タリバンのような宗教原理主義が国家としての実力を着けたなら、それは容易に国境を越えます。中共はタリバン政権容認を、そのパワーがウイグル自治区に及ばない事を条件としているようですが、約束してもそんなことは狂信者には関係ない事です。混沌を世界にふりまくのが中共の目的なら「成果アリ」ですが、長期的には中共の大失敗となるでしょう。

ウィグル自治区は、中国に対し散々暴動を起こしたイスラムの国です。
中国のタリバンへの接近は、イスラムのテロがウィグルに飛び火しないようにしたのでしょうが、どうでしょうか。
貧しいアフリカ諸国は、金で蹂躙できますが宗教に基づく思想は絶対に弾圧できません。中国は同じイスラム国のチェチェンを制圧したロシアとも接近しています。北方領土の交渉の難航で日本から経済支援を引き出せないロシアにもメリットがあります。最近のロシアの北方領土に対する強硬姿勢もそのためでしょう。逆にロシア、中国はイスラム勢力に危機感を強く感じているのが理解できます。
アメリカは、ウィグル自治区弾圧に抗議する声明を出し強制労働で作った製品の輸入を禁止しました。
アメリカが中国と対峙する前に、イスラムとロシア、中国を対立させる。
そこまでアメリカに思惑があるなら、逆にすごいと思います。

アフガニスタンをテロ組織が支配かー、と残念ではありますが。

アメリカの今後の戦略は、テロ組織に支援などして中国のアフガニスタン支配に苦労させるのが良いと思います。

それと、遺棄した兵器には、燃料タンクに角砂糖を入れるとか、使えなくする方策を行ったのでしょうねえ??

Twitterで朝日新聞の峯村記者が先月のロイター記事をリツイートしていました。
https://jp.reuters.com/article/afghanistan-conflict-biden-idJPKBN2EI0F5
今撤退がうまくやれているかどうかは別問題として、バイデン大統領のアフガニスタン政府への不信感は長年のものだったようです。

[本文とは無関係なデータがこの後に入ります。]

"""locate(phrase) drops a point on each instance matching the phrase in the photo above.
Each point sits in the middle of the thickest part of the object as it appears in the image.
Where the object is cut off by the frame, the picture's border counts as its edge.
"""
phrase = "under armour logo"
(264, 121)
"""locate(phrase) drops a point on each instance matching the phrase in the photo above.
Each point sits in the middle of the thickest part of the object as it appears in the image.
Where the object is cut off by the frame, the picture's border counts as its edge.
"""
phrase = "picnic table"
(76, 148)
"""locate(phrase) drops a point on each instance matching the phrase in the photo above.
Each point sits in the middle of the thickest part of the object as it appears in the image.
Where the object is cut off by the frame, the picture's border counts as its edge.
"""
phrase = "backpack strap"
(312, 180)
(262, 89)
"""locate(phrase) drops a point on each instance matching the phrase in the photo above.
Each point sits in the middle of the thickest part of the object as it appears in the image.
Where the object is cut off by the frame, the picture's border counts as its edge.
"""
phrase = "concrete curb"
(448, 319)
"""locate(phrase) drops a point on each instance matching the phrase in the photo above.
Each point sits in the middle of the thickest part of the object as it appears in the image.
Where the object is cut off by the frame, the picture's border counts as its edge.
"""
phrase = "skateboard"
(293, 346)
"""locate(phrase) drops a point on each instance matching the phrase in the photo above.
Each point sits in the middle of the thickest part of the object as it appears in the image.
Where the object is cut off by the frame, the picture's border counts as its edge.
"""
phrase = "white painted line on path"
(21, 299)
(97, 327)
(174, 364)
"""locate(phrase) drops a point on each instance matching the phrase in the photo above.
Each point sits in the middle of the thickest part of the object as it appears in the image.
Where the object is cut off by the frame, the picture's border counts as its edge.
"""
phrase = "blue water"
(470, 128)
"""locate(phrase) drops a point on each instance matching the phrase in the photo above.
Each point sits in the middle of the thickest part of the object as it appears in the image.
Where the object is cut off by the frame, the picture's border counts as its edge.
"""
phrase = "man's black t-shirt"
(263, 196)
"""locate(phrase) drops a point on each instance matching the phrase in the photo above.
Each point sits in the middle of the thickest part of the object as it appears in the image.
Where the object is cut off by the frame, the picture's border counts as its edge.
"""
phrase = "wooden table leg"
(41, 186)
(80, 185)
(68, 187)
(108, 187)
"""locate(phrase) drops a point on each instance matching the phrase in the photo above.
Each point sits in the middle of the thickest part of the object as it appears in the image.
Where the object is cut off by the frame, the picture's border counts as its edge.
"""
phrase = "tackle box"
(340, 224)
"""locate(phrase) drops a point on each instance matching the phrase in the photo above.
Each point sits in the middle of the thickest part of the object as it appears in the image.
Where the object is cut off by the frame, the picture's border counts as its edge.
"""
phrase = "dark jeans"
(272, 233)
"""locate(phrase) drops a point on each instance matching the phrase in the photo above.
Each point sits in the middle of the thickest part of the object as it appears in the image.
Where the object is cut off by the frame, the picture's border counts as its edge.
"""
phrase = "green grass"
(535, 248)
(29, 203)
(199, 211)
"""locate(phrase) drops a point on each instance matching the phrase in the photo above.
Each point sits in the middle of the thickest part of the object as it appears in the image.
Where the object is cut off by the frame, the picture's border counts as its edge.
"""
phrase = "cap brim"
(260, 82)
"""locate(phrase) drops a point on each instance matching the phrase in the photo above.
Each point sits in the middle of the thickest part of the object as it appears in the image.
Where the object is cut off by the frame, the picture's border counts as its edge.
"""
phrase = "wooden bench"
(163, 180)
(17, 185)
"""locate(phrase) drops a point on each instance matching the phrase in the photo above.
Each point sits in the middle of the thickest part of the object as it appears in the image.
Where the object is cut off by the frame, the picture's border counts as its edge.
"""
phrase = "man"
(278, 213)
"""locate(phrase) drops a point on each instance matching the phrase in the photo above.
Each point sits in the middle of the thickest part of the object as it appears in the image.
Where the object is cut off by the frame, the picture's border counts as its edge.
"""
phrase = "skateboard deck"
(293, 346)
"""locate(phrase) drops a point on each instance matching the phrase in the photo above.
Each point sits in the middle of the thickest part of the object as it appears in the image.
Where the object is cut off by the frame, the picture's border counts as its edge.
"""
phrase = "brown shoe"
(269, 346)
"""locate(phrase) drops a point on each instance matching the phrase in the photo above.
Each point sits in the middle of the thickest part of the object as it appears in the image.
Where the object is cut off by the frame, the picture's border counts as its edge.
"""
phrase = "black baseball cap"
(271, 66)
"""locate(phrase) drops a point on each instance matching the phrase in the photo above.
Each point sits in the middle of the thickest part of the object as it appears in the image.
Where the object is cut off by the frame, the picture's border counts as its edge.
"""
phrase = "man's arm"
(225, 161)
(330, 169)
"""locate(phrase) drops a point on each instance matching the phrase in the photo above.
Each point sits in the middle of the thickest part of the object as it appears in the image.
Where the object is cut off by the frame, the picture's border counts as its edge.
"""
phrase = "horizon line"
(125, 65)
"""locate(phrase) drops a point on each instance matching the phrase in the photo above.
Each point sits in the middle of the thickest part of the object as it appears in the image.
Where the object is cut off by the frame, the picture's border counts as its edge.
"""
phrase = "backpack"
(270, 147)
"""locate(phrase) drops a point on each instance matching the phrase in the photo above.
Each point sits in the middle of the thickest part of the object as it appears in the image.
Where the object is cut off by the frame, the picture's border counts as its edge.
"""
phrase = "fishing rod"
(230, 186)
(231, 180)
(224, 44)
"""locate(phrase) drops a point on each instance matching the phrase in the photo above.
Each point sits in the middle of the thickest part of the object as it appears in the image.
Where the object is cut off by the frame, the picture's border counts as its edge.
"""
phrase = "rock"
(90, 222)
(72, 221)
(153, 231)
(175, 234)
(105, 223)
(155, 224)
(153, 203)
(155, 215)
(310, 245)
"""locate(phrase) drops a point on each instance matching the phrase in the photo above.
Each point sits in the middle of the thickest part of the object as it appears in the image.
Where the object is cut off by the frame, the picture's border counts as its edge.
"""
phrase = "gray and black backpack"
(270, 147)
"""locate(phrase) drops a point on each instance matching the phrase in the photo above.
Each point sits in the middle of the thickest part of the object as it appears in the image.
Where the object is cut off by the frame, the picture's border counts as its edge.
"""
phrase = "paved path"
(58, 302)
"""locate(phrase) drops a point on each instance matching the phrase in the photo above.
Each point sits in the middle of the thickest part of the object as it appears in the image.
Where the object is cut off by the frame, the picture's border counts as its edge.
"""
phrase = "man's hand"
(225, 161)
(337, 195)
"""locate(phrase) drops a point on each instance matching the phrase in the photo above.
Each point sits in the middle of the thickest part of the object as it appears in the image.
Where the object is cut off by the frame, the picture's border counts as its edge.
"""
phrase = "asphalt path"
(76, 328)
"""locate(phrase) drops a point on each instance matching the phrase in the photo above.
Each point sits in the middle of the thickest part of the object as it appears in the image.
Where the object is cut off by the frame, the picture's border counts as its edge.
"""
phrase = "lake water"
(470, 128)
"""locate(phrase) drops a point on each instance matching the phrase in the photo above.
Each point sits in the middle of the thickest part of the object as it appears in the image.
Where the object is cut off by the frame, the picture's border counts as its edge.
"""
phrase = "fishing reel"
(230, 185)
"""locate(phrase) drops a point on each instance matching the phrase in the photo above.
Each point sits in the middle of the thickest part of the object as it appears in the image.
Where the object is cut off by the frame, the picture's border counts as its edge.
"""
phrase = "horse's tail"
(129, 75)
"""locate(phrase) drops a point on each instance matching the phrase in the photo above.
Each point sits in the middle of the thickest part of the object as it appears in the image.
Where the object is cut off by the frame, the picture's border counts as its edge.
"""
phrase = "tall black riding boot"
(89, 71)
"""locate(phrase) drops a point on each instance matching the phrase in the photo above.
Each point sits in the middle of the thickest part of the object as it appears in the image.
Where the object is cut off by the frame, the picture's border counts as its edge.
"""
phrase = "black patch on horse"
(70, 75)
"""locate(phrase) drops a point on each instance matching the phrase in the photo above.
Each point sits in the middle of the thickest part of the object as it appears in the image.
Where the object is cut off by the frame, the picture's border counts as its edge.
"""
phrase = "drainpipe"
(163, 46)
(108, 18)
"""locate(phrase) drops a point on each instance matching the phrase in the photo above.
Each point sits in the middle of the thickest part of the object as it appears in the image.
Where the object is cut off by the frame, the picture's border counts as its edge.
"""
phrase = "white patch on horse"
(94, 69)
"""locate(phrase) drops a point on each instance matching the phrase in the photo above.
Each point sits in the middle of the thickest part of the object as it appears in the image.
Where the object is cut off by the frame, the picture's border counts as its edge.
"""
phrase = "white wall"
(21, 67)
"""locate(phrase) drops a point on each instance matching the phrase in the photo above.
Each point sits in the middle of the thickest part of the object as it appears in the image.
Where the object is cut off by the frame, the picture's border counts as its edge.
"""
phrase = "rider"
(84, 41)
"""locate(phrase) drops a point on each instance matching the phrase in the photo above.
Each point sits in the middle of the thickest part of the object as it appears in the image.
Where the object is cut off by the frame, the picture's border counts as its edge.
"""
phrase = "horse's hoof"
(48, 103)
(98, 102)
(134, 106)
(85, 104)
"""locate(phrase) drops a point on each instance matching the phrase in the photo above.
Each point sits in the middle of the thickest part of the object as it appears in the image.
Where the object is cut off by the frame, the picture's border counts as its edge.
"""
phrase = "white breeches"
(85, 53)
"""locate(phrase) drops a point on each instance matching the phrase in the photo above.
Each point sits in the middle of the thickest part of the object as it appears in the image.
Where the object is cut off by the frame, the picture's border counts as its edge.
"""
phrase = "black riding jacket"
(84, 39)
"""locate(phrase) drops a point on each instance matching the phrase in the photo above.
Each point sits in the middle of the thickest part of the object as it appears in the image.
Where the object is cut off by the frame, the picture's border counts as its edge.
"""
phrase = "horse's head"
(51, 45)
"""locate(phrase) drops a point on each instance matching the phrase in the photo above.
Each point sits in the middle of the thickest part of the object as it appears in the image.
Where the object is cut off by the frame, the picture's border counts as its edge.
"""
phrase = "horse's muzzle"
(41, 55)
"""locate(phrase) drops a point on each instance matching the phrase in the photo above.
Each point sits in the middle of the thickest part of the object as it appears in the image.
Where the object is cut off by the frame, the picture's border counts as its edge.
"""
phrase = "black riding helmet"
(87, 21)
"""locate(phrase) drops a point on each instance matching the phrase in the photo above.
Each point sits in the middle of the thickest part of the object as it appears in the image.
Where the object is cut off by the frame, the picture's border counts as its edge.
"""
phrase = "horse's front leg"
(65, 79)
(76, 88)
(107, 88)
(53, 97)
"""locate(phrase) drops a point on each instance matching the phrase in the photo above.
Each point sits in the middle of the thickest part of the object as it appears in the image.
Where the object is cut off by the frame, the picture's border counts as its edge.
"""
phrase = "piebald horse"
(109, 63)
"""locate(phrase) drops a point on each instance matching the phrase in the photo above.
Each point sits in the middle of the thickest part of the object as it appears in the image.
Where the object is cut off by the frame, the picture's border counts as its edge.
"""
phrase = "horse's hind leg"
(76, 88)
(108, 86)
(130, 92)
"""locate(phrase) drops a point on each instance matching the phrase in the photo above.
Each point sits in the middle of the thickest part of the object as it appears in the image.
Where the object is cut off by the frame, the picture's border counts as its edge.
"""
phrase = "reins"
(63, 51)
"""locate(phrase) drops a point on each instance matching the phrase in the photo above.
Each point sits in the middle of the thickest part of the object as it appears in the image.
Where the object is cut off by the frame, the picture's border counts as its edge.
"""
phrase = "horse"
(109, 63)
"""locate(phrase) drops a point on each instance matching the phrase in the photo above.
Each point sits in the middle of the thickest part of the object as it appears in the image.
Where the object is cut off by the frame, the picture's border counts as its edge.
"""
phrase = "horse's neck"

中国共産党とタリバンがこのまま蜜月へと向かえるかどうかは大いに疑問ですが、帝国の墓場との異名を持つアフガニスタンに手を突っ込む事は習近平の帝国志向と合致していますね。
シリアに向かったウイグル人がタリバンへ一定数周回しているという話ですし、アフリカ大陸のムスリム国で札びらで頬を張ってやったように好きに投資や利権確保とは、いかないと思います。